The first of two comets heading toward the sun this year made its closest approach to Earth on Tuesday and will be visible in the northern hemisphere beginning on Thursday.
Skywatchers in the southern hemisphere have been able to see Comet Pan-STARRS for weeks at twilight, even without binoculars or a telescope. The comet came about 161 million kilometers from Earth on Tuesday.
“As Comet Pan-STARRS was setting on the southwestern horizon, its nucleus was visible to the naked eye,” photographer Michael White from Manawatu, New Zealand, wrote to accompany a stunning image of the comet posted on the SpaceWeather.com Web site.

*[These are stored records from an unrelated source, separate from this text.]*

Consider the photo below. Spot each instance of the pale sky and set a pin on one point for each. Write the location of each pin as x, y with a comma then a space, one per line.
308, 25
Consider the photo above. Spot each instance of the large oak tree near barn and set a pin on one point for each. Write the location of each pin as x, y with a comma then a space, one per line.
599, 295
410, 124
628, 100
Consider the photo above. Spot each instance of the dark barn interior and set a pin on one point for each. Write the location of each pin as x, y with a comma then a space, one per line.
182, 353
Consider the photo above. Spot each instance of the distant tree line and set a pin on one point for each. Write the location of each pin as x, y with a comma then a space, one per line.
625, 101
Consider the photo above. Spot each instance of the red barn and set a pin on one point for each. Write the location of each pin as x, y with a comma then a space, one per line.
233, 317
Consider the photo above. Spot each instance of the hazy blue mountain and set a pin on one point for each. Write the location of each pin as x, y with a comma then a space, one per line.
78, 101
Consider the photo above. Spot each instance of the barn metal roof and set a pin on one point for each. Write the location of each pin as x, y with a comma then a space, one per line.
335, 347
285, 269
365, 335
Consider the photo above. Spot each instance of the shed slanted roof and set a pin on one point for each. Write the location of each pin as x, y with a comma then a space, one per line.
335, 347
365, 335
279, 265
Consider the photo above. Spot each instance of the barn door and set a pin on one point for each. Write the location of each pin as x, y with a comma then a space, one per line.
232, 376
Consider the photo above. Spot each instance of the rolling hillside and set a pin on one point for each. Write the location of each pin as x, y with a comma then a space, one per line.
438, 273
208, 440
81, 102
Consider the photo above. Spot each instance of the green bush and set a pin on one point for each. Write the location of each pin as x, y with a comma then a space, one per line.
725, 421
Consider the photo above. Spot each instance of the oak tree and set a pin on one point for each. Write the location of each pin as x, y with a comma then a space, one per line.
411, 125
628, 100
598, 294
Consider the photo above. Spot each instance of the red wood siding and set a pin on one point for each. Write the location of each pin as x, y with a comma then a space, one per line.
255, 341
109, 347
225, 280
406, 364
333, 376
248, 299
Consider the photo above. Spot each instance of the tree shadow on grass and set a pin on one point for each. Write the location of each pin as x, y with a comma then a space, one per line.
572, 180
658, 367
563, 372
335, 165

The comet, officially known as Comet C/2011 L4, is believed to be a first-time visitor to Earth after being gravitationally bumped out from the Oort Cloud, a repository of small icy bodies located beyond Pluto.
Northern Hemisphere sky-watchers will get their chance to see the comet from today.
The comet should be visible in the direction of the setting sun just after the sun slips below the horizon.
The best opportunity to see it may be on Wednesday next week, when the comet will appear just beneath a thin crescent moon, astronomers said.
Another celestial visitor is due to arrive in November. If it is not destroyed by the sun, Comet ISON has the potential to be as bright as a full moon.